State Pattern in C#: Order Lifecycles with Stateless
State pattern in C# / .NET 10: model an order's lifecycle as states with allowed transitions, using pattern matching or the Stateless library.
Table of contents
- What problem does the State pattern solve in C#?
- How does the textbook State hierarchy look?
- When does an enum plus pattern matching replace State?
- How does the Stateless library make State machines ergonomic?
- When does the State pattern misfire?
- How does State compare to Strategy and Memento?
- What does a real .NET 10 example look like?
- Where should you read next in this series?
The order's life: Created when the cart is checked out, Paid
when the charge succeeds, Shipped when the warehouse books a
courier, Delivered when the courier confirms drop-off.
Cancelled may interrupt the chain at any point up to Shipped.
Each transition has rules: you cannot ship an unpaid order, you
cannot pay a cancelled one, and Delivered is terminal.
The first version of Order.MarkPaid() is one method with if (_status == OrderStatus.Cancelled) throw ...; if (_status == OrderStatus.Paid) throw ...; .... By the time you have ten
methods and six transitions, the rules are scattered across the
class and adding Refunded requires touching every method.
The State pattern is the answer. The order's behaviour
depends on its state; each state knows which transitions it
allows and what to do when one fires. In modern C# the textbook
class hierarchy is often replaced by an enum plus
Stateless,
but the pattern is the underlying idea both implementations
preserve.
What problem does the State pattern solve in C#?

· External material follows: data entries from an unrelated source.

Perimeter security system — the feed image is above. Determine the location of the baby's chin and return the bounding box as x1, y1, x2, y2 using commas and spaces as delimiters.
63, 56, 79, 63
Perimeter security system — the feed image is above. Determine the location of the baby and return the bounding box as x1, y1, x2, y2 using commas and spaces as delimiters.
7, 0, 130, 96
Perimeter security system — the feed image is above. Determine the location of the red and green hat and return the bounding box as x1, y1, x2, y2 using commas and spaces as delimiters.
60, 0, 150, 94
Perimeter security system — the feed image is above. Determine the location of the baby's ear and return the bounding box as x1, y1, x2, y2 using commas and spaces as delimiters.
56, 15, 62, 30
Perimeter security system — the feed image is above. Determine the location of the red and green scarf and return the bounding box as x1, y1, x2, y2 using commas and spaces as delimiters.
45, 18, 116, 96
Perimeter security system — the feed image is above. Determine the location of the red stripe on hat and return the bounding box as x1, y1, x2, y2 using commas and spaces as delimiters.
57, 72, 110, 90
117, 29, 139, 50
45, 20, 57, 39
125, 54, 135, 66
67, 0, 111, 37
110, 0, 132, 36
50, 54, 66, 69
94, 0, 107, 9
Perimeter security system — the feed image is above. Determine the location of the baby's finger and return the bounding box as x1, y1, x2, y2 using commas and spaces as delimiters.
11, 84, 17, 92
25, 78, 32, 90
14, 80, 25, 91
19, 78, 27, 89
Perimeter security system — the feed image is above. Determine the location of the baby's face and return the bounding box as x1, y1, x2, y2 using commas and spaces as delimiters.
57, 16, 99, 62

The pattern earns its place when an object's allowed operations depend on which lifecycle stage it is in. Three concrete shapes:
- Domain lifecycles. Order, account, document approval — a finite set of states with rules about who may move where.
- Workflow engines. Tickets, leads, deployments. Each step has a guard: "tests must pass before the deploy step is enabled".
- UI mode toggles. Edit mode, view mode, locked mode. The same buttons are visible but their effect depends on the mode.
What is not a State problem: "I want to swap an algorithm" — that is Strategy. "I want to record each transition for replay" — that is paired with Command. State is specifically about behaviour governed by lifecycle stage.
How does the textbook State hierarchy look?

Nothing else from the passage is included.